I'd always been involved in sports, from team sports like swimming and soccer to solo activities like horseback riding, running or competitive bodybuilding. However, it wasn't until nearly three years post injury as a quadriplegic that I would return to being on a team competing again. Through No Limits Collaborative I learned about and was invited to compete in my first triathlon. No Limits Collaborative put together relay teams of both disabled and non disabled athletes to compete in the Shaddow Cliffs Sprint Triathlon. As an athlete the idea of being able to hand cycle or swim and to compete with others all while being viewed simply for being an athlete and my accomplishments was a dream come true.
I found that triathlons are a great way to stay active and get good cardio all while being outdoors surrounded by uplifting energy regardless of your level or ability.

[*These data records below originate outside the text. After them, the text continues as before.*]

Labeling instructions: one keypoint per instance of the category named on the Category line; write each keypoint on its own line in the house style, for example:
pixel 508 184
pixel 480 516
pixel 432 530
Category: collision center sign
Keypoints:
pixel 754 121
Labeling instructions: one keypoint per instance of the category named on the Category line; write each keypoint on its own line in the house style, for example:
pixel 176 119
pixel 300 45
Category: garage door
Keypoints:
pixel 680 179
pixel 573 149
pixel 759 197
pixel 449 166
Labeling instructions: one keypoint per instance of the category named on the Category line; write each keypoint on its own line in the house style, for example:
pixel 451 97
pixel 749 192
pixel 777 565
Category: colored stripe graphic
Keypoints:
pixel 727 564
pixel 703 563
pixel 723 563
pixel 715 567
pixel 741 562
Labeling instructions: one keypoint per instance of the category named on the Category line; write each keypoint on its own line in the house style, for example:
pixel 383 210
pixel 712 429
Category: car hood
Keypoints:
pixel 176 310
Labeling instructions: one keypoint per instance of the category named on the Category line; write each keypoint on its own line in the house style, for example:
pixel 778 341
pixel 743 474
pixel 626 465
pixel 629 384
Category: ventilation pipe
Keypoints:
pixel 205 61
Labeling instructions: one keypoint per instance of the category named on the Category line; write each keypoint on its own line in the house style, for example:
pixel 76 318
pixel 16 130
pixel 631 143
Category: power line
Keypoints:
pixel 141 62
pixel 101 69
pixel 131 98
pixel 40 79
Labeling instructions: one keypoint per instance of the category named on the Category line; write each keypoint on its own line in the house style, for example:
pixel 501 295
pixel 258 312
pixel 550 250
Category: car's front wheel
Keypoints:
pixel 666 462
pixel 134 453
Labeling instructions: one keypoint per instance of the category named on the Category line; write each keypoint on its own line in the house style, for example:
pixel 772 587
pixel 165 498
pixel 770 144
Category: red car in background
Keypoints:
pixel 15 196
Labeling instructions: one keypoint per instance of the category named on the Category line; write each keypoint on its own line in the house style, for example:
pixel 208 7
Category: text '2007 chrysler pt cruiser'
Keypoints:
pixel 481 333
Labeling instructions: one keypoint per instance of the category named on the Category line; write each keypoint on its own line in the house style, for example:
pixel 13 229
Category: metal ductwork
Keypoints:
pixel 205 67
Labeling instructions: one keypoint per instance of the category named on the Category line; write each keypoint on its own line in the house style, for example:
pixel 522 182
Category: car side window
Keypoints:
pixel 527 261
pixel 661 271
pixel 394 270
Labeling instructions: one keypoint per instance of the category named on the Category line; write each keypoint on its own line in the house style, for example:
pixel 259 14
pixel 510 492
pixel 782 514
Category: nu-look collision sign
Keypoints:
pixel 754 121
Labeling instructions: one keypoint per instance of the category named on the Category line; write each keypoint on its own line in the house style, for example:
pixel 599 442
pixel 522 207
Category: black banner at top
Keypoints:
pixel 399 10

Triathlons are something I will continue to participate in and would recommend to any fellow roller or non roller alike. Not only because of how great I felt afterwards, but also because for those few hours my chair or lack of voluntary muscle movement in certain areas wasn't what people first saw me for - I was an athlete again, and that feeling… Priceless! So get out there and get those natural endorphins flowing all while breaking the negative connotations others may have of us. You don't have to stand up...in order to stand out!
By Arash Bayatmakou
There I was, sitting in a flimsy collapsible wheelchair on the tarmac, with the hot starry sky above me and hundreds of frantic and upset travelers walking past me to ascend the stairs into the massive Boeing 777. Most people didn’t seem to notice me as they scrambled past and those that did make eye contact glanced away quickly, seemingly pitying me as they climbed up into the airplane.
Living with a spinal cord injury is not easy, to say the least. Getting around town and into and out of cars and buildings and houses to get through day-to-day life is difficult enough. But traveling internationally presents a host of new challenges that one must overcome just to get from point A to point B.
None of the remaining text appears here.